To make filling: Stem figs, dice and place in a large bowl.  (If the figs are dry and hard, cover with water in a small saucepan, bring just to a boil over medium heat, drain in a strainer and allow to cool before moving to the next step.)  Add raisins, orange zest, chopped almonds, chopped chocolate, apricot preserves, run, espresso powder, cinnamon and nutmeg to bowl with figs; stir together.  In work bowl of processor fitted with metal blade, pulse the fruit mixture repeatedly to grind the ingredients finely.  Scrape mixture back into the bowl in which it was stirred together initially.  Can be covered and chilled for up to a week.

The day of baking: Place racks in the upper and lower thirds of the oven and preheat to 350 degrees.  In a small bowl, beat egg with salt until well blended and set aside. Line 2 or 3 large cookie sheets with parchment paper or silicone mats.

Remove dough from refrigerator, unwrap and place on floured work surface.  Knead lightly if necessary to make it pliable.  Roll dough into a cylinder and cut into 12 equal pieces.   On the floured surface, roll out one of the pieces into a rectangle about 12 inches long and 3 inches wide.   Brush surface with a little bit egg wash and evenly distribute a scant 1/3 cup of filling along the center of the long side.  (Be careful not to use too much filling or you will run out while you still have dough to fill.)

Bring the edges of the dough up from each long side to enclose the filling and pinch the edges together to form a sealed cylinder.  Use your palms to roll the cylinder out to 15 inches long, then cut into 3 inch lengths.   To shape each cookie, slash six or eight diagonal cuts in the top of each cook with a small, sharp knife.  Place cookies on prepared pan about 1 inch apart and gently form each into a horseshoe curve.  Repeat with the remaining pieces of dough.  You will have to work in batches.

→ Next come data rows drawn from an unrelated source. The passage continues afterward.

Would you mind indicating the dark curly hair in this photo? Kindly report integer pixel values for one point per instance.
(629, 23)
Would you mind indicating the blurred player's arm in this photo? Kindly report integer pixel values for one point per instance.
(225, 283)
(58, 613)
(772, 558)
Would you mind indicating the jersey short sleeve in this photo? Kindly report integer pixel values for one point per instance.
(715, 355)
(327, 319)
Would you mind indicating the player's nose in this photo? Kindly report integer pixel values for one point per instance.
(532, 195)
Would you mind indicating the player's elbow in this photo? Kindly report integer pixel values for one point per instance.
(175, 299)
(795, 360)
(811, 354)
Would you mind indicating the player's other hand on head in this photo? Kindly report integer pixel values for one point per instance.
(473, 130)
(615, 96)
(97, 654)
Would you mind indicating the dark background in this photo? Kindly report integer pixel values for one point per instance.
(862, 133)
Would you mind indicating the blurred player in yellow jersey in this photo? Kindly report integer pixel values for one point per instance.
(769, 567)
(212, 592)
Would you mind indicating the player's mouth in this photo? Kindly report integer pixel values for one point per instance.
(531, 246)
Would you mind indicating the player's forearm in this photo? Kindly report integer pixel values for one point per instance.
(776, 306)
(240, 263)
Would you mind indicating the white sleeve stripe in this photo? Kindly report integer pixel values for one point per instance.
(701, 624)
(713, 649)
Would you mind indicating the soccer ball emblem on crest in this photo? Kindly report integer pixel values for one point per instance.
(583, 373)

Before baking, brush each cookie lightly with egg wash.  Bake for about 20 minutes or until a light golden brown.  Remove cookies to wire racks and let cool for a few minutes while stirring together the confectioner’s sugar, vanilla and orange juice in a small bowl to make a pourable icing.  Brush icing on warm cookies, sprinkle sparingly with nonpareils and let cool completely.

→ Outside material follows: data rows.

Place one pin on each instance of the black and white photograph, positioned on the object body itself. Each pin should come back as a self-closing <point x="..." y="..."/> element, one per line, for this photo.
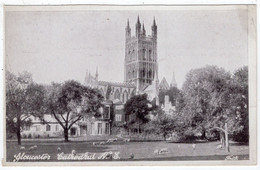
<point x="130" y="84"/>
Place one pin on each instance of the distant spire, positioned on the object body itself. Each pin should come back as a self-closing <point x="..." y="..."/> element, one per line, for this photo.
<point x="138" y="27"/>
<point x="143" y="30"/>
<point x="138" y="20"/>
<point x="173" y="83"/>
<point x="128" y="26"/>
<point x="154" y="23"/>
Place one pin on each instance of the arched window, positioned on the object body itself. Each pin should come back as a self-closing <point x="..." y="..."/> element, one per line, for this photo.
<point x="125" y="96"/>
<point x="117" y="95"/>
<point x="102" y="92"/>
<point x="150" y="73"/>
<point x="150" y="55"/>
<point x="144" y="57"/>
<point x="132" y="93"/>
<point x="133" y="54"/>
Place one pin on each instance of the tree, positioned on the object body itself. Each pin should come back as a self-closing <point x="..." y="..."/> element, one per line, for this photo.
<point x="166" y="125"/>
<point x="138" y="107"/>
<point x="70" y="102"/>
<point x="173" y="93"/>
<point x="206" y="92"/>
<point x="24" y="100"/>
<point x="214" y="98"/>
<point x="239" y="105"/>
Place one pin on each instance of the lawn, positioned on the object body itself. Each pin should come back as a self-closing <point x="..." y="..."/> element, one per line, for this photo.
<point x="140" y="150"/>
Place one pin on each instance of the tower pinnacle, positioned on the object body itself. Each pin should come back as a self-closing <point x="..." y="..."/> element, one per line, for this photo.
<point x="173" y="82"/>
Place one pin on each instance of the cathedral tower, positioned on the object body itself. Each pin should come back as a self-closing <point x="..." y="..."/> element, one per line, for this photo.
<point x="140" y="55"/>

Store cookies between layers of waxed or parchment paper in airtight container for up to a week or freeze for up to a month.

–Adapted from “Cookies Unlimited,” by Nick Malgieri

One thought on “Christmas cookies from Sicily”

  1. Those are yummy cookies. La Villa in Willow Glen makes them (although their\’s are just a simple folded circle, but also with sprinkles) and I have a recipe from a cooking class my mom took many years ago that puts the same filling into an X-shape (X for the greek letter chi, for Christ.)

    I hope you had a lovely Thanksgiving!